Let $\mathcal{O}$ be a Dedekind domain with ring of fractions $K$. Given a cofinite set of primes $X\subseteq \operatorname{Spec}(\mathcal{O})$, we can form the localization with respect to the multiplicatively-closed set $S = \mathcal{O}\setminus \bigcup_{\mathfrak{p}\in X}\mathfrak{p}$:
$$\mathcal{O}(X) := S^{-1}\mathcal{O} = \{ f/g\in K : f,g\in\mathcal{O}\textrm{ and }\forall\mathfrak{p}\in X, v_\mathfrak{p}(g) = 0\}.$$
We can also consider the "valuation-theoretic localization" defined as
$$\overline{\mathcal{O}}(X) := \{ x\in K : \forall\mathfrak{p}\in X, v_\mathfrak{p}(x) \geqslant 0\}.$$
Clearly $\mathcal{O}(X)\subseteq \overline{\mathcal{O}}(X)$, and I'm interested in when the reverse inclusion also holds. I can prove the reverse inclusion when $\mathcal{O}$ has torsion ideal class group, but
I wonder if there's a simpler proof and/or if the claim generalizes to arbitrary Dedekind domains.

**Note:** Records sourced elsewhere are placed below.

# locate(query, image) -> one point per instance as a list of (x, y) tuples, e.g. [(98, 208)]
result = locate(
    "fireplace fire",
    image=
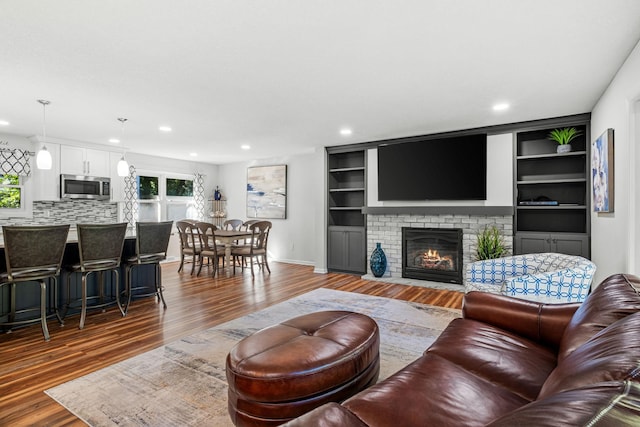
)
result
[(432, 254)]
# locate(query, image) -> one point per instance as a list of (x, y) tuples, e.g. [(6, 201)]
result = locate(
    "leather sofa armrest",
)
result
[(544, 323), (328, 415)]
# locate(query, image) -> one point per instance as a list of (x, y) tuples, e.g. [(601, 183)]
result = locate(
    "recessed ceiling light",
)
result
[(501, 107)]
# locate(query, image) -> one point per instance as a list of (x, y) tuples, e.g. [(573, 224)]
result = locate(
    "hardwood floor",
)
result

Here's my proposed proof for the torsion case. Let $x\in\overline{\mathcal{O}}(X)$ and let
$$Y = \{\mathfrak{p}\in\operatorname{Spec}(\mathcal{O}):v_\mathfrak{p}(x) < 0\}\subseteq \operatorname{Spec}(\mathcal{O})\setminus X.$$
For each $\mathfrak{p}\in Y$, let $e_\mathfrak{p}\geqslant 1$ be the order of $\mathfrak{p}$ in the class group of $\mathcal{O}$, and let $\mathfrak{p}^{e_{\mathfrak{p}}} = (z_\mathfrak{p})$ so that
$$v_\mathfrak{q}(z_\mathfrak{p}) = \begin{cases}e_\mathfrak{p}&\mathfrak{q} =\mathfrak{p}\\0&\textrm{otherwise}\end{cases}$$
Let $e$ be the least common multiple of the $e_\mathfrak{p}$, and let
$$g := \frac{1}{\prod_{\mathfrak{p}\in Y} z_\mathfrak{p}^{v_{\mathfrak{p}}(x)e/e_{\mathfrak{p}}}}.$$
Then
$$v_\mathfrak{q}\left(g\right) = \begin{cases}-ev_\mathfrak{q}(x)&\mathfrak{q} \in Y\\0&\textrm{otherwise}\end{cases}$$
Since $v_\mathfrak{q}(x)\geqslant 0$ for $\mathfrak{q}\notin Y$, this implies $f:=x^eg\in\mathcal{O}$; and since $v_\mathfrak{q}(x)<0$ for $\mathfrak{q}\in Y$ this implies $g\in\mathcal{O}$. Thus
$$x^e = f/g\in\mathcal{O}(X).$$
But $\mathcal{O}(X)$ is a localization of the integrally-closed domain $\mathcal{O}$ and hence is itself integrally closed. Since $x$ is a root of the monic polynomial $t^e-f/g\in\mathcal{O}(X)[t]$, this implies $x\in\mathcal{O}(X)$.